Mais encore Jacques Rancière (« Une fable contrariée », op. cit.) n'en observe-t-il pas moins ce que j'appellerai une potentialité de dénarrativisation quand bien même cette dénarrativisation est toujours susceptible, là encore, d'être suivie d'une renarrativisation : « Faire un film sur le corps d'un autre, c'est ce que n'ont pas cessé de faire […] les trois personnages que le cinéma met en présence [présence des plus virtuelles] : les cinéastes “mettant en scène“ des scénarios auxquels ils peuvent n'avoir aucune part, les spectateurs dont le cinéma est fait de souvenirs mêlés, les critiques et les cinéphiles qui composent une œuvre de formes plastiques pures sur le corps d'une fiction commerciale ». Comme c'est ce qu'ont fait eux-mêmes, chacun à sa façon, Jean-Luc Godard dans Histoire(s) du cinéma et Deleuze dans Cinéma en opérant des coupes dans l'ensemble du corpus cinématographique et en faisant s'enchaîner, en « montant » ensemble, voire en « mixant » les fragments obtenus. Opération qui peut donc être tout aussi bien celle des spectateurs eux-mêmes (à condition de ne pas tomber dans ce que Nicolas Bourriaud, Radicant, Pour une esthétique de la globalisation, Paris, Denoël, 2009, a théorisé comme « communisme formel »), qui a en même temps selon Rancière pour vertu d'arracher le cinéma au régime représentatif.
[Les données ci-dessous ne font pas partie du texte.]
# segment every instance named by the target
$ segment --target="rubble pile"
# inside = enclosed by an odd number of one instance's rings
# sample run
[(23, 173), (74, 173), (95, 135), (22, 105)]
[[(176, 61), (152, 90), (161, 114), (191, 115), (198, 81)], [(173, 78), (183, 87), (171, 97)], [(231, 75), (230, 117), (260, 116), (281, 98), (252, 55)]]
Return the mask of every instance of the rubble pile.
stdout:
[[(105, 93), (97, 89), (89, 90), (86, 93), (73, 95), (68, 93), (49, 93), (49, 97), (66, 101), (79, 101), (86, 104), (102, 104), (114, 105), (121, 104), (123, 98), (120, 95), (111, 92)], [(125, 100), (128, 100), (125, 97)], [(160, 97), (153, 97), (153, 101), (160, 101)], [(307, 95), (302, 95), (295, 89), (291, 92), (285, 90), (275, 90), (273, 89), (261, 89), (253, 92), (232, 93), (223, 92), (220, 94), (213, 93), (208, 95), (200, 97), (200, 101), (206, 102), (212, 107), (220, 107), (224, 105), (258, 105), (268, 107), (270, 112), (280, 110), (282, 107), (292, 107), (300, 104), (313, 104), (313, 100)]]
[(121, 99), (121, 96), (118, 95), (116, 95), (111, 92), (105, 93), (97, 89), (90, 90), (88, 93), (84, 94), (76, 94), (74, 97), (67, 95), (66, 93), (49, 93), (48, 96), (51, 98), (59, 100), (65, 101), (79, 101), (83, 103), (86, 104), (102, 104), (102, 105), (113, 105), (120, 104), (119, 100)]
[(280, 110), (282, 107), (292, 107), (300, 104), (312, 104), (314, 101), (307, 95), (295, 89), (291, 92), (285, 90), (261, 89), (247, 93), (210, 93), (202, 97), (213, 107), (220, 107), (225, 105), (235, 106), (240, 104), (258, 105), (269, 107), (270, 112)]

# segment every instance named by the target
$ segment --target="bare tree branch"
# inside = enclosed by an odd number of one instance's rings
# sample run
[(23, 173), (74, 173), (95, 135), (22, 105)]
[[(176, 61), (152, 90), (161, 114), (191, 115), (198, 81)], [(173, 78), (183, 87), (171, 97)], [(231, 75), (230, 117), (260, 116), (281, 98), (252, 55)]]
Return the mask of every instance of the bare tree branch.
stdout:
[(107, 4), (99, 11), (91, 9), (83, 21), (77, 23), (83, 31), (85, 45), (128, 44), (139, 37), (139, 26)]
Opération qui était déjà celle de Roland Barthes dans « Le Troisième sens, Notes de recherche sur quelques photogrammes de S.M. Eisenstein » (1970, Œuvres complètes, tome 2, op. cit.) prélevant lui-même non pas des fragments de plans mais de simples photogrammes dans Ivan le terrible de Sergueï Eisenstein et les recombinant à sa guise. Dans ce cas non pas tant, selon Barthes lui-même, destruction (même s'il parle de contre-récit) ou même affaiblissement de la narration que subversion du récit, indifférence à l'égard du récit. Déconstruction de la narration. Suspension de la narration, suspension qui, ici, n'est pas suspense.

Tout comme, plutôt que de chercher à détruire ou à affaiblir la métaphysique, la modernité, les grands récits… n'y aurait-il pas moyen de suspendre la métaphysique, la modernité, les grands récits… Le terme « suspendre étant à prendre ici non au sens phénoménologique mais en un sens moins strict ou, alors, dans une version « affaiblie » de la phénoménologie elle-même, tout comme Roland Barthes, dans La Chambre claire, Notes sur la photographie (Paris, NRF/Seuil, 1980), dit qu'il a recours à une phénoménologie vague, désinvolte. Ne pourrait-on dire que notre blog est lui-même un blog paresseux, sinon oisif ?

N.B. « Une course poursuite sans scénario dans ta bibliothèque », pourquoi pas ? Une bibliothèque est faite non pour être exposée mais pour en faire usage, toutes sortes d'usages, voire pour en inventer des usages inédits, et je suis prêt à accueillir toutes les propositions en ce sens. Précise-moi ce à quoi tu penses.

Encore une bibliothèque n'en pose-t-elle pas moins, tout comme une exposition la question de l'exposition. Et la meilleure façon que je connaisse d'enchaîner dans ce cas est ce qu'Aby Warburg appelait la loi du bon voisinage.